In the realm of composite functions, identifying the 'Inner Function' is the first step. Imagine it as the core or the heart of your expression. In our exercise, the expression within the absolute value function, \(1 - x^3\), stands out. This is because it's enclosed—like filling inside a sandwich—by the absolute value. Our inner function, which we'll call \(g(x)\), is this very part: \(g(x) = 1 - x^3\). Learn more about inner functions here

Once you've grasped the heart of the expression, we move to the outside shell—the 'Outer Function'. This is the function that acts on the result of your inner function. For our problem, the operation wrapping around \(1 - x^3\) is the absolute value. This makes the outer function \(f(u) = |u|\). Here, \(u\) is a placeholder for whatever input it receives—specifically, \(1-x^3\) in our case. By recognizing this, you can bridge your way towards constructing the entire composite function effectively.

The Absolute Value Function is unique. It primarily focuses on the magnitude or distance of a number from zero on a number line, completely ignoring its sign. In simpler terms, \(|a|\) equals \(a\) if \(a\) is positive or zero, and \(-a\) if \(a\) is negative.

• It removes any negative sign from its input.
• It is non-negative, as the absolute value is always zero or positive.
• Symbolized by two vertical lines, like \(|x|\).

In our problem, it checks the result of \(1-x^3\) and ensures the value \(H(x)\) remains positive or zero.

Function Composition is an exquisite tool in mathematics enabling more complex functions through a layered approach.

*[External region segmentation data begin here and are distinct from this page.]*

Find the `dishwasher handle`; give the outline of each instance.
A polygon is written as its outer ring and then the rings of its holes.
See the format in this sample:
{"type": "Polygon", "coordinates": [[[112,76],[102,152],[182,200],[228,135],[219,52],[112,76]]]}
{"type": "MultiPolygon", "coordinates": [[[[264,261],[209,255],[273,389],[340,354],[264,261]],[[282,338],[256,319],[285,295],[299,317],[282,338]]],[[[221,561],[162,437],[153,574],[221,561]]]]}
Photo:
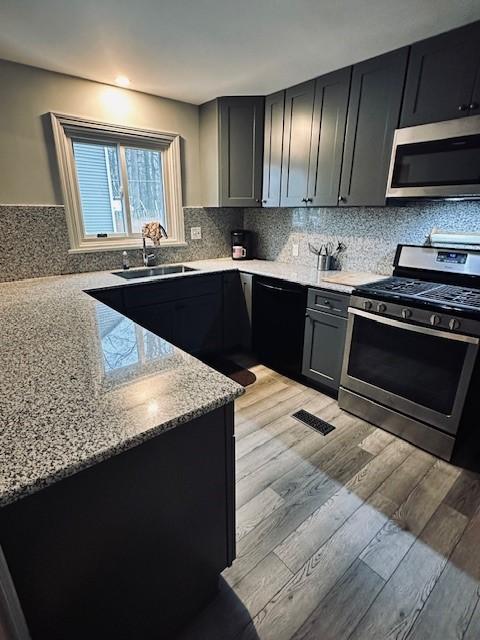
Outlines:
{"type": "Polygon", "coordinates": [[[258,287],[265,287],[266,289],[274,289],[275,291],[281,291],[282,293],[293,293],[294,295],[303,295],[303,291],[299,289],[290,289],[289,287],[277,287],[273,284],[267,284],[261,280],[257,280],[256,285],[258,287]]]}

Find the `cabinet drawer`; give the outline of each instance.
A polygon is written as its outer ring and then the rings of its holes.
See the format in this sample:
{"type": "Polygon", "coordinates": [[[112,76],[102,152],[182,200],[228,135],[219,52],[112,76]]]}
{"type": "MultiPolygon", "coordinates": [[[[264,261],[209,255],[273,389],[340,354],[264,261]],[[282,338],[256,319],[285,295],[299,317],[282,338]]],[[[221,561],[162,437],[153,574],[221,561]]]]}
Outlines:
{"type": "Polygon", "coordinates": [[[346,318],[349,300],[350,296],[345,293],[332,293],[325,289],[309,289],[307,307],[346,318]]]}
{"type": "Polygon", "coordinates": [[[124,288],[124,303],[126,309],[131,309],[210,293],[220,294],[221,283],[221,275],[194,275],[172,278],[163,282],[130,285],[124,288]]]}
{"type": "Polygon", "coordinates": [[[347,320],[321,311],[307,311],[303,348],[304,376],[338,391],[347,320]]]}

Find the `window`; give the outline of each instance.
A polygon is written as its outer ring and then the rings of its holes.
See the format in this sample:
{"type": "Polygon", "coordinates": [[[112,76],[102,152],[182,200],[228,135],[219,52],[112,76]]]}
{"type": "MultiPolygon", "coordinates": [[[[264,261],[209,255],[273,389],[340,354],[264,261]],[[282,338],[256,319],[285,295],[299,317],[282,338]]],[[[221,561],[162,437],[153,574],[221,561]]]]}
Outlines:
{"type": "Polygon", "coordinates": [[[153,220],[184,244],[178,135],[51,117],[72,252],[139,247],[153,220]]]}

When you compose functions, you're basically plugging one function into another.

• This operation is noted as \(f \circ g\), read as "\(f\) composed with \(g\)".
• Order matters: \(f(g(x))\) isn't always the same as \(g(f(x))\).

For our exercise, the composition is \(f(g(x)) = |1 - x^3|\). You take \(g(x) = 1 - x^3\) and feed it into \(f(u) = |u|\). This produces \(|1 - x^3|\), perfectly aligning with our function \(H(x)\). Function composition simplifies complex operations, just like assembling puzzle pieces.